Re: [PATCH] mm/rmap: Convert from atomic_t to refcount_t on anon_vma->refcount

From: Will Deacon <will@kernel.org>
To: Andrew Morton <akpm@linux-foundation.org>,
	peterz@infradead.org, bp@alien8.de
Cc: Xiyu Yang <xiyuyang19@fudan.edu.cn>,
	Alistair Popple <apopple@nvidia.com>,
	Yang Shi <shy828301@gmail.com>,
	Shakeel Butt <shakeelb@google.com>,
	Hugh Dickins <hughd@google.com>,
	Miaohe Lin <linmiaohe@huawei.com>,
	linux-kernel@vger.kernel.org, linux-mm@kvack.org,
	yuanxzhang@fudan.edu.cn, Xin Tan <tanxin.ctf@gmail.com>,
	Will Deacon <will.deacon@arm.com>,
	Linus Torvalds <torvalds@linux-foundation.org>
Subject: Re: [PATCH] mm/rmap: Convert from atomic_t to refcount_t on anon_vma->refcount
Date: Thu, 19 Aug 2021 14:21:32 +0100	[thread overview]
Message-ID: <20210819132131.GA15779@willie-the-truck> (raw)
In-Reply-To: <20210720160127.ac5e76d1e03a374b46f25077@linux-foundation.org>

[+Peter and Boris]

Sorry for not responding sooner; I looked at this and couldn't see a way
to improve it at first, but then I had an idea the other day.
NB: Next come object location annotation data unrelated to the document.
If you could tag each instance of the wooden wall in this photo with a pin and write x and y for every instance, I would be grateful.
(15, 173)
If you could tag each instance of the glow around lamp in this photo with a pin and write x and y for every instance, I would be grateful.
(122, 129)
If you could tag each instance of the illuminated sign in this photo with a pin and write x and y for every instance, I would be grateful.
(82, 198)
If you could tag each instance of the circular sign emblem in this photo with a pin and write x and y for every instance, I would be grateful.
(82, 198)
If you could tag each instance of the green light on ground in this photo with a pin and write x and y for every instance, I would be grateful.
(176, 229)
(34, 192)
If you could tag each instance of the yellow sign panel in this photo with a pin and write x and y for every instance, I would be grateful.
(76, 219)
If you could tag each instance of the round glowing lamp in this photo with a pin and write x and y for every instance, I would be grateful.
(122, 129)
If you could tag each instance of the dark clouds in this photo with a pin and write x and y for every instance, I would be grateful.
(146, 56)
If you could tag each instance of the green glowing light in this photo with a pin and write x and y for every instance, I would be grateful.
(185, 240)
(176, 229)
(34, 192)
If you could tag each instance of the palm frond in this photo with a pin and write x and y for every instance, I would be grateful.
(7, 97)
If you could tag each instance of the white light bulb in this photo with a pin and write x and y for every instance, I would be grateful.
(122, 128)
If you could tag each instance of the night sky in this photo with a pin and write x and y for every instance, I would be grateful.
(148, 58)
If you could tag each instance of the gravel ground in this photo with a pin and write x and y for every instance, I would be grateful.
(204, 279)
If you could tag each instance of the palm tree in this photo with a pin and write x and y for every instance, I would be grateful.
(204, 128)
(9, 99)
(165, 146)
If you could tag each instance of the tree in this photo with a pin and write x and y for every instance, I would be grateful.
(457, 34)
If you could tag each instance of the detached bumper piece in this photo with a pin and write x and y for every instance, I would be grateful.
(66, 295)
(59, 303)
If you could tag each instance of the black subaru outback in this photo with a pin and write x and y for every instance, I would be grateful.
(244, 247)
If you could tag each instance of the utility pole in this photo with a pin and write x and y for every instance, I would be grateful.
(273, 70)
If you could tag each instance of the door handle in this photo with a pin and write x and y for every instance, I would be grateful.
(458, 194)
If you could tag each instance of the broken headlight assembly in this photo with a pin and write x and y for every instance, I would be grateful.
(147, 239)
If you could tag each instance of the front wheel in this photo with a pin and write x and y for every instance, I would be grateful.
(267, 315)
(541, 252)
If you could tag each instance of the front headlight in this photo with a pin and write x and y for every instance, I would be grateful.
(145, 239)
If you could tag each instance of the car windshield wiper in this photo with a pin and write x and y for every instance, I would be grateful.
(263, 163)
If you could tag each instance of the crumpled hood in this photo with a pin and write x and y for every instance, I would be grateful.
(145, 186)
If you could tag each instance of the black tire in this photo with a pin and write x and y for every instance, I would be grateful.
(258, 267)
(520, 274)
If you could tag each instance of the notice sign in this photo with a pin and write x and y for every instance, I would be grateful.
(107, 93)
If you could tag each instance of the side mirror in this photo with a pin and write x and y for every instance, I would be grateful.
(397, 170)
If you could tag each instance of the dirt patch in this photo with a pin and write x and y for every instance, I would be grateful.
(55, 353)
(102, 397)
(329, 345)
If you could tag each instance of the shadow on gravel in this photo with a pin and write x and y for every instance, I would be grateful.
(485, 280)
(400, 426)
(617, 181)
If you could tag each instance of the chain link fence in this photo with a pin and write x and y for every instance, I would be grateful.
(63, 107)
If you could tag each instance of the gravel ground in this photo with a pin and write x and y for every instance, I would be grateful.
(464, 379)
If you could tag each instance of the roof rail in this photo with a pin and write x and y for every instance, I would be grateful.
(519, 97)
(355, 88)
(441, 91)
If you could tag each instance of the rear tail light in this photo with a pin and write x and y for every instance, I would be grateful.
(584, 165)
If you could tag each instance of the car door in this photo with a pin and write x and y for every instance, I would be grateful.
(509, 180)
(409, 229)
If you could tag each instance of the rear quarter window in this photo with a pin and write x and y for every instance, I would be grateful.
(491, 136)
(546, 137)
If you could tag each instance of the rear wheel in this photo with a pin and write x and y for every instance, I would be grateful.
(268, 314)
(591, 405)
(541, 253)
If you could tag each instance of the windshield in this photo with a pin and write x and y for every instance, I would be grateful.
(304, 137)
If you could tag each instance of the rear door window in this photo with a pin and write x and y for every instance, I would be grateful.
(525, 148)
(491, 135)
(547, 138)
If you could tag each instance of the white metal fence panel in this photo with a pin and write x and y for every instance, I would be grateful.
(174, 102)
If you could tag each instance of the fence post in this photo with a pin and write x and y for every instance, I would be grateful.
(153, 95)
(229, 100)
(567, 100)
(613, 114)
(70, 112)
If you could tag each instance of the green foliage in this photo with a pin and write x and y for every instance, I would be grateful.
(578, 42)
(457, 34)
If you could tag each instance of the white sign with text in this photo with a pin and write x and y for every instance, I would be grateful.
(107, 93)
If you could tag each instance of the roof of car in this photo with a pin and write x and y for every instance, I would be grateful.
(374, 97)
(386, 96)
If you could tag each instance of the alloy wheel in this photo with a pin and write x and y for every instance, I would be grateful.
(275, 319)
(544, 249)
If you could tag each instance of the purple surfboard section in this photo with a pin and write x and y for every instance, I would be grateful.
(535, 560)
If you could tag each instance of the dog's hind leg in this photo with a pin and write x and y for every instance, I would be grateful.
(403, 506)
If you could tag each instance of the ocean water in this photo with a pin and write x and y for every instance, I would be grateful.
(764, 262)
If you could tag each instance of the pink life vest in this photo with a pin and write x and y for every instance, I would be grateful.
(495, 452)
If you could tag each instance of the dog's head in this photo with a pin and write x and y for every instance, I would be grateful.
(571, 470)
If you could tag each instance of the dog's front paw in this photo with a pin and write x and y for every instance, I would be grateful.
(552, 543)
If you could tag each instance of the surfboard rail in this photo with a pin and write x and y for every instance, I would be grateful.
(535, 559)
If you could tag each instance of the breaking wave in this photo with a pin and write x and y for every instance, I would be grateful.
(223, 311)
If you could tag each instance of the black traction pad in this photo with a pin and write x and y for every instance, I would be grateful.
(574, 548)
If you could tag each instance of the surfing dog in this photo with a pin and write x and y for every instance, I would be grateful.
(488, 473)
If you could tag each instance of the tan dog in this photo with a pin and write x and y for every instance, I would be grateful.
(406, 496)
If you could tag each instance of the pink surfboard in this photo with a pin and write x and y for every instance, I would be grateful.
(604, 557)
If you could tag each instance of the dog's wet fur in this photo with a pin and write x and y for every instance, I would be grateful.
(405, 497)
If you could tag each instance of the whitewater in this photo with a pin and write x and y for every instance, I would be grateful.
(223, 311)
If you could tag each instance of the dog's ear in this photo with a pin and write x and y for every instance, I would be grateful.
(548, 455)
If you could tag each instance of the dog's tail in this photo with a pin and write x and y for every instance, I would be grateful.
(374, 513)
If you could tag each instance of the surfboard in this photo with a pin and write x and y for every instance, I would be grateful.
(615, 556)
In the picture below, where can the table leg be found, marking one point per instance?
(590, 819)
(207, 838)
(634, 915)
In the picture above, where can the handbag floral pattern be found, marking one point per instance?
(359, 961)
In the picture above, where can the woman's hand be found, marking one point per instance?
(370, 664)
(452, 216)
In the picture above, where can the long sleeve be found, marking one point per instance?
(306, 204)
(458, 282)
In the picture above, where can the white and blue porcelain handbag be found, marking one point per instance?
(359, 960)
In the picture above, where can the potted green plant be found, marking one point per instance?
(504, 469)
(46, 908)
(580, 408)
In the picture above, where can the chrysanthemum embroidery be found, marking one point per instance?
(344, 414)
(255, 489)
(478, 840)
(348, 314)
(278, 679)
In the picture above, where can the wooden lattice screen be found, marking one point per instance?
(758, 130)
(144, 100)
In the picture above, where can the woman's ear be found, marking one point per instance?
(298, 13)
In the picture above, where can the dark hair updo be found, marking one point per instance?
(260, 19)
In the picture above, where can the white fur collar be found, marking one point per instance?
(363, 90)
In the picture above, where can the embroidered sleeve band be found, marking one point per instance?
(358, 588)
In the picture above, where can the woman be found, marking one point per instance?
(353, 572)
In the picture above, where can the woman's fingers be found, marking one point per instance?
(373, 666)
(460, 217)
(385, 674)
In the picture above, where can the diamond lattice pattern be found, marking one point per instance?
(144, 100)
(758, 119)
On Tue, Jul 20, 2021 at 04:01:27PM -0700, Andrew Morton wrote:
> On Mon, 19 Jul 2021 11:23:35 +0800 Xiyu Yang <xiyuyang19@fudan.edu.cn> wrote:
> 
> > refcount_t type and corresponding API can protect refcounters from
> > accidental underflow and overflow and further use-after-free situations.
> 
> Grumble.
> 
> For x86_64 defconfig this takes rmap.o text size from 13226 bytes to
> 13622.
> 
> For x86_64 allmodconfig this takes rmap.o text size from 66576 bytes to
> 67858.
> 
> I didn't check which config option is making the bloat so much worse,
> but this really is quite bad.  We bust a gut to make savings which are
> 1% the size of this!  Is the refcount_t really so much better than a
> bare atomic_t that this impact is justified?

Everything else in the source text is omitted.